Bundeskanzlerin Angela Merkel (CDU) hatte sich zuletzt für eine Vermittlerrolle Deutschlands im Nordkorea-Konflikt ausgesprochen.

"Wenn unsere Beteiligung an Gesprächen gewünscht wird, werde ich sofort ja sagen", sagte die Kanzlerin vorvergangene Woche in einem Gespräch mit der "Frankfurter Allgemeinen Sonntagszeitung" ("FAS").

Sanktionen zeigen offenbar Wirkung

Außenminister Gabriel plädierte zugleich dafür, die jüngst verhängten Strafmaßnahmen und deren Wirkung abzuwarten. "Sanktionen brauchen Zeit, bis sie wirken. Das haben wir am Beispiel Iran gesehen."

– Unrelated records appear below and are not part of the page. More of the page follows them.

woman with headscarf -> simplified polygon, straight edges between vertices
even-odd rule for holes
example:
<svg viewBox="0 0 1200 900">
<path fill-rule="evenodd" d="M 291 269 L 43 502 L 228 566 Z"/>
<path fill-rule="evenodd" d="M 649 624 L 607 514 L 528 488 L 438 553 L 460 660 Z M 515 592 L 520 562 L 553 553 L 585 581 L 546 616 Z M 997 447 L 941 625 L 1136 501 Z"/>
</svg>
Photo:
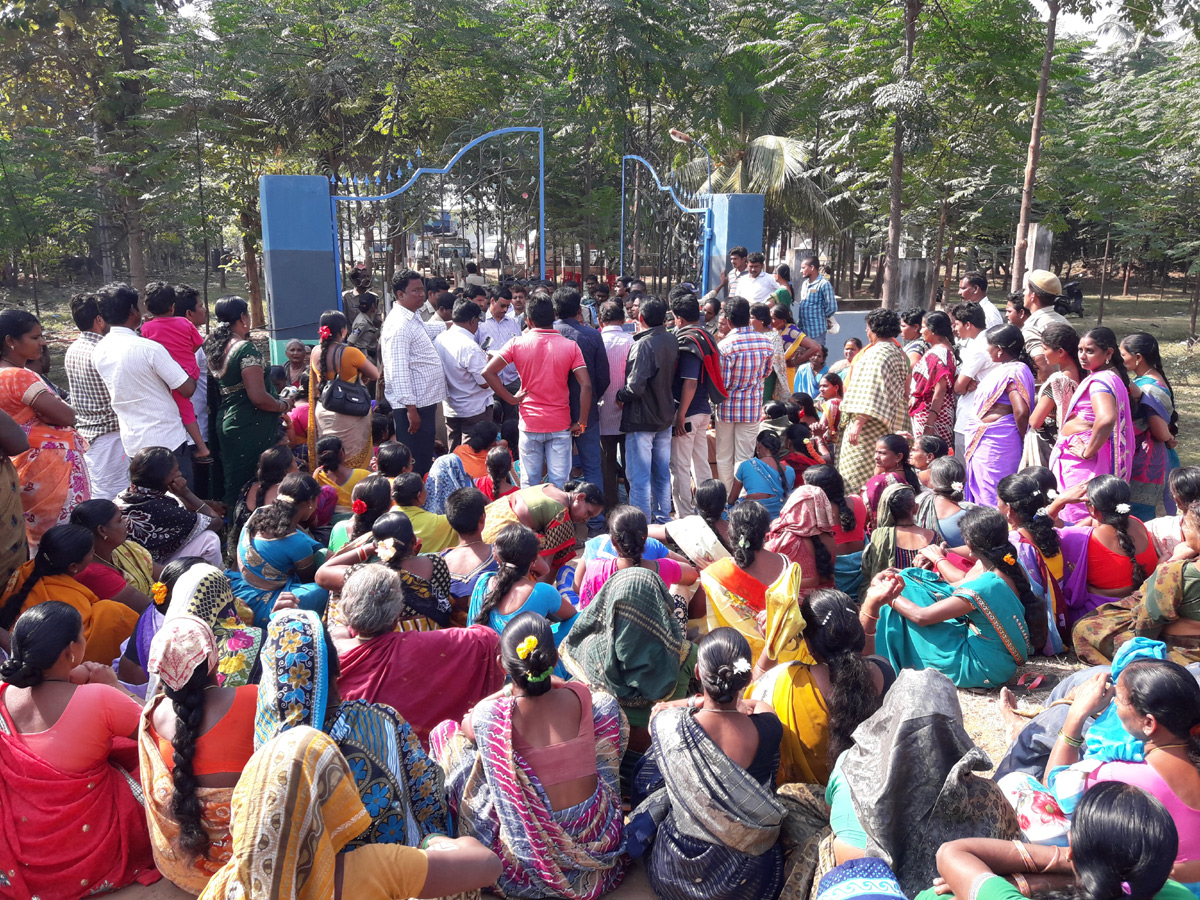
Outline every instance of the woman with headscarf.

Der UN-Sicherheitsrat hatte vergangenen Montag die Sanktionen gegen Nordkorea verschärft - und Öl-Importe des Landes begrenzt. Die Maßnahme zeige Wirkung, die Preise für Benzin und Diesel seien in Nordkorea drastisch angestiegen, berichtet die Nachrichtenagentur Reuters am Montag.

Die USA hatten am Wochenende die Führung in Pjöngjang erneut eindringlich gewarnt, dass ein Angriff auf sie oder Verbündete zur Vernichtung Nordkoreas führen würde.

Kim Jong-un zeigte sich weiter unbeeindruckt: Er will trotz härterer UN-Sanktionen das Atomwaffenprogramm seines Landes vorantreiben und ein militärisches Gleichgewicht mit der Supermacht USA erreichen.